Invasione batterica nell’acqua di Gela. Giudice: non basta l’ordinanza. Cosa si è fatto finora?

Continuiamo a pagare l’acqua come se fosse potabile, ma siamo costretti a comperare l’acqua per cucinare, e adesso anche per lavarsi i denti, vista la recente ordinanza che vieta l’utilizzo di acqua per uso alimentare nel quartiere Caposoprano. 
Una storia senza fine, che si ripresenta puntulamente. La nostra acqua non è potabile, ha batteri oltre la soglia permessa,   ma molto costosa. Sulla questione è intervenuto il segretario della Cgil Ignazio Giudice, mettendo in evidenza come una famiglia di  3 persone a Gela spende circa 1000 euro l’anno per comprare l’acqua.
“La Cgil in più occasioni Istituzionali – ha detto il sindacalista – ha chiesto una decisione concreta sul ciclo dell’acqua perchè se da un lato è obbligatoria la natura dell’ordinanza di divieto dell’uso dell’acqua da parte del Sindaco dall’altro la stessa non risolve il problema”

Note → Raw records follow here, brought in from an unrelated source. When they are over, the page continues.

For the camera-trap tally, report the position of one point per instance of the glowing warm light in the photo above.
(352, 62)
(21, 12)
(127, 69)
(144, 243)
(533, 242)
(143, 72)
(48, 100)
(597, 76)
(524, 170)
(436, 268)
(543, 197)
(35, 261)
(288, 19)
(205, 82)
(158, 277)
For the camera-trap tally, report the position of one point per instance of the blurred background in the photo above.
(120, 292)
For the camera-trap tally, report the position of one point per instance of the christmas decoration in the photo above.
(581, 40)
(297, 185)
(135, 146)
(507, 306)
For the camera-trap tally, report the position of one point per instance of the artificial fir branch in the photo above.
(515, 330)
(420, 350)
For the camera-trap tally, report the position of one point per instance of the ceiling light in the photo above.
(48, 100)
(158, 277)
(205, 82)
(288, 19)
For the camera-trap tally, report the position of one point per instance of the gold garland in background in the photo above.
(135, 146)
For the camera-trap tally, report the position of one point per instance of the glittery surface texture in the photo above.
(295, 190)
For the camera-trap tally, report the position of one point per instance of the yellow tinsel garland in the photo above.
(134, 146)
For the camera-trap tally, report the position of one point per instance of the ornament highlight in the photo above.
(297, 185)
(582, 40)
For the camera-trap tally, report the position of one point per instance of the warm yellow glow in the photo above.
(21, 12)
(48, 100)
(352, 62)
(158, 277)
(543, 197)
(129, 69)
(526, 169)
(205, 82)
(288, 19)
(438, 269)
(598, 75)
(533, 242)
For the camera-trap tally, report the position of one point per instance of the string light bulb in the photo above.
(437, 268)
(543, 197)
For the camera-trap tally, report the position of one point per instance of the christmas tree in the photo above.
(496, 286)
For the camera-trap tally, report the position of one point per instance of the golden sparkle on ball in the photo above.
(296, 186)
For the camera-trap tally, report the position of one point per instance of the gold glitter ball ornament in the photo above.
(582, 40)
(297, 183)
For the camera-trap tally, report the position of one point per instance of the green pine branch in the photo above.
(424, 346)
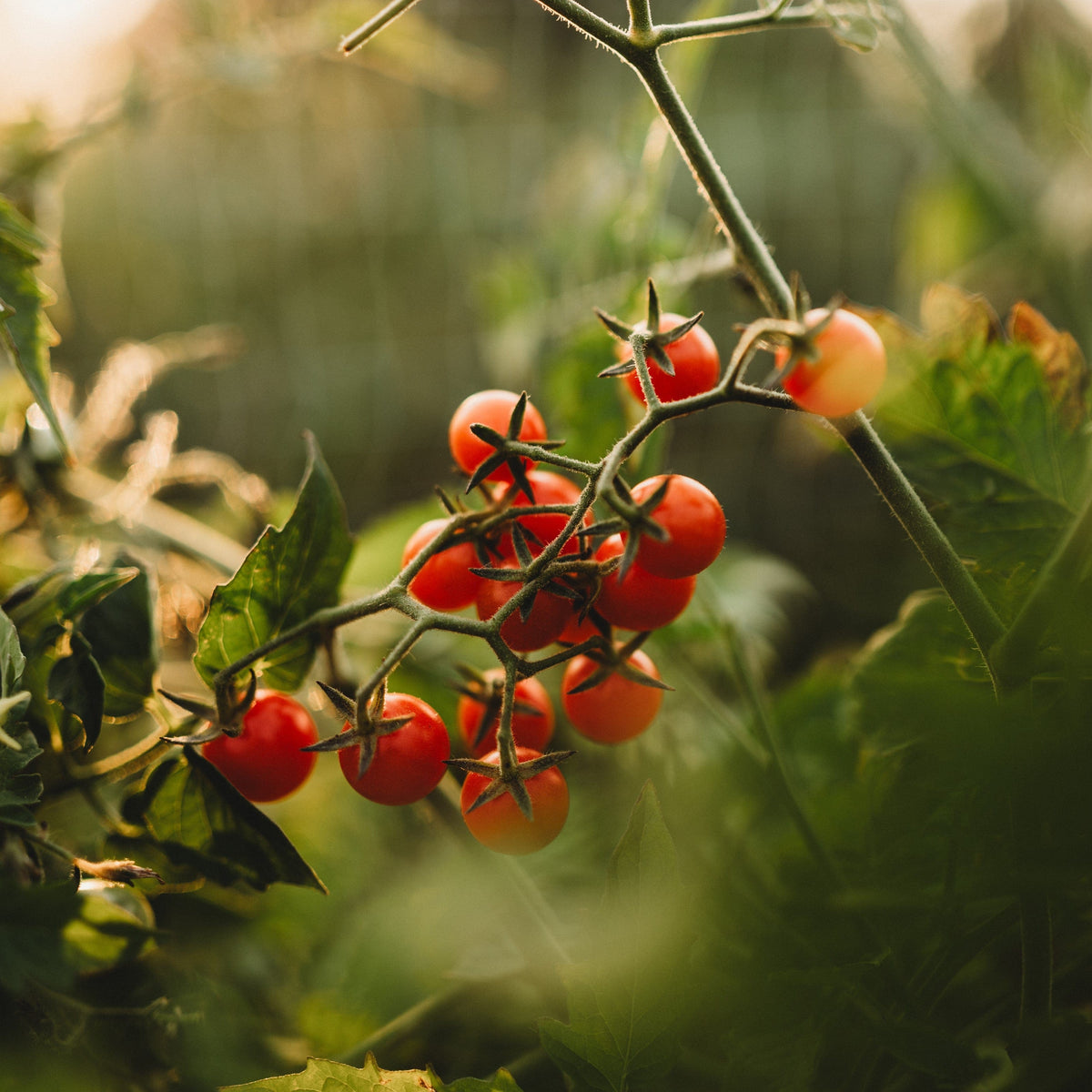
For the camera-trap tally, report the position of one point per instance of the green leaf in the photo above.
(25, 332)
(32, 945)
(76, 682)
(288, 576)
(205, 828)
(121, 632)
(626, 1007)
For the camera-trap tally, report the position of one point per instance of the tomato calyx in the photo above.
(616, 660)
(509, 774)
(365, 723)
(511, 451)
(224, 719)
(653, 339)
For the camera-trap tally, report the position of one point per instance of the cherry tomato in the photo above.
(614, 710)
(265, 763)
(694, 522)
(549, 489)
(492, 409)
(547, 620)
(500, 824)
(849, 371)
(693, 356)
(531, 727)
(445, 581)
(409, 763)
(642, 600)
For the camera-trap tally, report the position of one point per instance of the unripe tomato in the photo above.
(500, 824)
(492, 409)
(547, 620)
(846, 375)
(445, 581)
(266, 763)
(693, 520)
(409, 763)
(531, 727)
(642, 600)
(693, 356)
(616, 709)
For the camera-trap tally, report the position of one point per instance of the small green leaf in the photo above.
(76, 682)
(121, 632)
(288, 576)
(25, 332)
(201, 824)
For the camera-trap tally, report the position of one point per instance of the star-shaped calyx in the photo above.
(656, 339)
(365, 723)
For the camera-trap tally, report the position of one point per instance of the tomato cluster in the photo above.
(574, 581)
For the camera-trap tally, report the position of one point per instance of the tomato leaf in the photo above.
(25, 332)
(205, 827)
(288, 576)
(120, 631)
(626, 1007)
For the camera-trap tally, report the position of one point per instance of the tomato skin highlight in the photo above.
(549, 617)
(500, 825)
(265, 763)
(642, 600)
(693, 520)
(491, 408)
(615, 710)
(529, 730)
(445, 581)
(849, 371)
(409, 763)
(694, 358)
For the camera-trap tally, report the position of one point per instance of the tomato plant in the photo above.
(490, 408)
(640, 600)
(694, 523)
(266, 762)
(445, 581)
(479, 714)
(693, 356)
(500, 825)
(408, 763)
(616, 709)
(844, 369)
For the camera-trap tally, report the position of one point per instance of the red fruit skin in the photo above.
(550, 489)
(642, 600)
(545, 623)
(265, 763)
(529, 730)
(849, 372)
(500, 824)
(494, 409)
(408, 763)
(445, 581)
(696, 359)
(694, 522)
(615, 710)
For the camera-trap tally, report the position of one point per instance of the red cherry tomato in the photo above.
(694, 522)
(849, 371)
(531, 727)
(614, 710)
(642, 600)
(445, 581)
(492, 409)
(409, 763)
(549, 489)
(265, 763)
(693, 356)
(547, 620)
(500, 824)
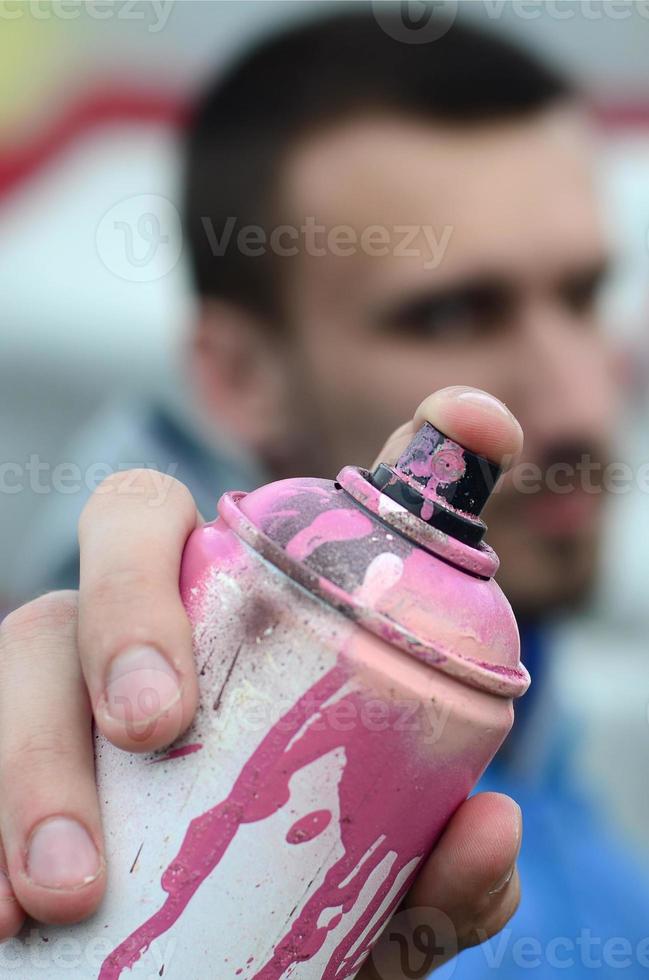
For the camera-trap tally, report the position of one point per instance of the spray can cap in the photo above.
(442, 483)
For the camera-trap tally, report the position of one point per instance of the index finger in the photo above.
(473, 418)
(135, 640)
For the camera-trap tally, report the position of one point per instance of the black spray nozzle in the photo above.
(441, 482)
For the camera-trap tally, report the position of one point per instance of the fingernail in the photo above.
(476, 396)
(141, 685)
(503, 882)
(6, 891)
(62, 854)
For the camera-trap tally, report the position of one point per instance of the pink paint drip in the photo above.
(378, 768)
(332, 525)
(309, 827)
(178, 753)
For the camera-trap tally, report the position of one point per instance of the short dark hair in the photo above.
(321, 71)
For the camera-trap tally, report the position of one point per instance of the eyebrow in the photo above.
(479, 291)
(484, 290)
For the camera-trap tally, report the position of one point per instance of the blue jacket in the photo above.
(584, 909)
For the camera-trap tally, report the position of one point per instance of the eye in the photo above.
(581, 293)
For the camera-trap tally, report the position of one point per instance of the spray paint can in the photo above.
(357, 664)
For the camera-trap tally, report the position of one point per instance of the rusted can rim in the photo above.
(494, 678)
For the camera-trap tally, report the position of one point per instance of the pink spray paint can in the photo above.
(357, 664)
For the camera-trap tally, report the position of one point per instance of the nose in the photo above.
(565, 380)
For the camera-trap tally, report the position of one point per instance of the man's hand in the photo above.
(68, 657)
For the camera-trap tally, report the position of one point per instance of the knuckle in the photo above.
(492, 918)
(142, 484)
(119, 587)
(39, 751)
(50, 613)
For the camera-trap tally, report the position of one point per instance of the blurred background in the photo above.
(92, 101)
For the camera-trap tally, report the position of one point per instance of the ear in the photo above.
(239, 369)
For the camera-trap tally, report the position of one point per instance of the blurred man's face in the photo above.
(500, 293)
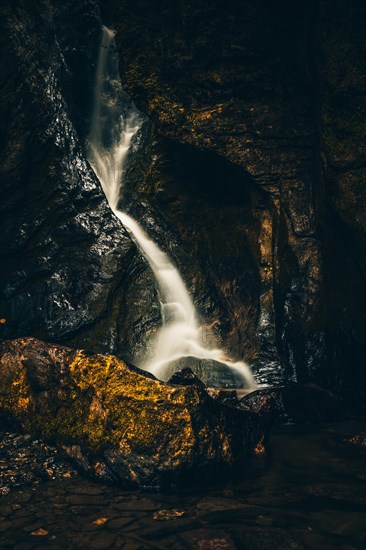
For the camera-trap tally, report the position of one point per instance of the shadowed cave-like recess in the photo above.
(249, 176)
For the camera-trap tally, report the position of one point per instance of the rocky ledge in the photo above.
(118, 423)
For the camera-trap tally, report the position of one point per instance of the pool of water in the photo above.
(308, 491)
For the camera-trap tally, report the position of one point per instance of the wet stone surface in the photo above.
(26, 461)
(308, 492)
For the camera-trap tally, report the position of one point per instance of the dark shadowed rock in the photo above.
(185, 377)
(211, 373)
(116, 423)
(296, 403)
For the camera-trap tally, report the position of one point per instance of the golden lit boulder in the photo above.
(118, 422)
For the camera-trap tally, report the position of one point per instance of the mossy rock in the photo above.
(118, 422)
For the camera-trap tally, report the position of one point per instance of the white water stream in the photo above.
(114, 124)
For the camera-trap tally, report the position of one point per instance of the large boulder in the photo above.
(116, 421)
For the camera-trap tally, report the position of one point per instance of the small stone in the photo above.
(39, 532)
(163, 515)
(101, 521)
(264, 520)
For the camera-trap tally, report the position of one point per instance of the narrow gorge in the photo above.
(183, 274)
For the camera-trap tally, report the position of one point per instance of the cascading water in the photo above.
(114, 124)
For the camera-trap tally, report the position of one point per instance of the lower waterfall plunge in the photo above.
(114, 124)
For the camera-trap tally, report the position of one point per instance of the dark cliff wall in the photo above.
(252, 177)
(67, 266)
(277, 89)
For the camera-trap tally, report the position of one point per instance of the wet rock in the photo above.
(296, 403)
(210, 373)
(119, 424)
(25, 461)
(185, 377)
(69, 270)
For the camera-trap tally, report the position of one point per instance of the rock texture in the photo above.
(116, 422)
(277, 89)
(68, 267)
(251, 176)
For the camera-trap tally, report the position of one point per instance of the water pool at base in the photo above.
(308, 491)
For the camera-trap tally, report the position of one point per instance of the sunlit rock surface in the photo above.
(119, 423)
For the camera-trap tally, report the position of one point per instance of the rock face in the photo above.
(277, 89)
(68, 267)
(250, 176)
(117, 422)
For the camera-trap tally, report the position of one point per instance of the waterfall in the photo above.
(115, 122)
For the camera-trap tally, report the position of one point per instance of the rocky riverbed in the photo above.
(308, 492)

“Spuò ancora parlare di turismo – ha continuato Giudice- se mancano le condizioni minime di vita civile già per i cittadini? È normale spendere migliaia di euro l’anno per comprare l’acqua al fine di usarla per cucinare e l’igiene personale? “
Nulla si è fatto finora, nonostante le avvicendarsi delle diverse amministrazioni. 
“Le Istituzioni – ha concludo giudice- hanno il dovere di dare una risposta ai cittadini, l’invasione batterica arreca danno all’organismo, dai bambini agli anziani e non basta un comunicato stampa Istituzionale per risolvere la delicata questione di ordinaria amministrazione.”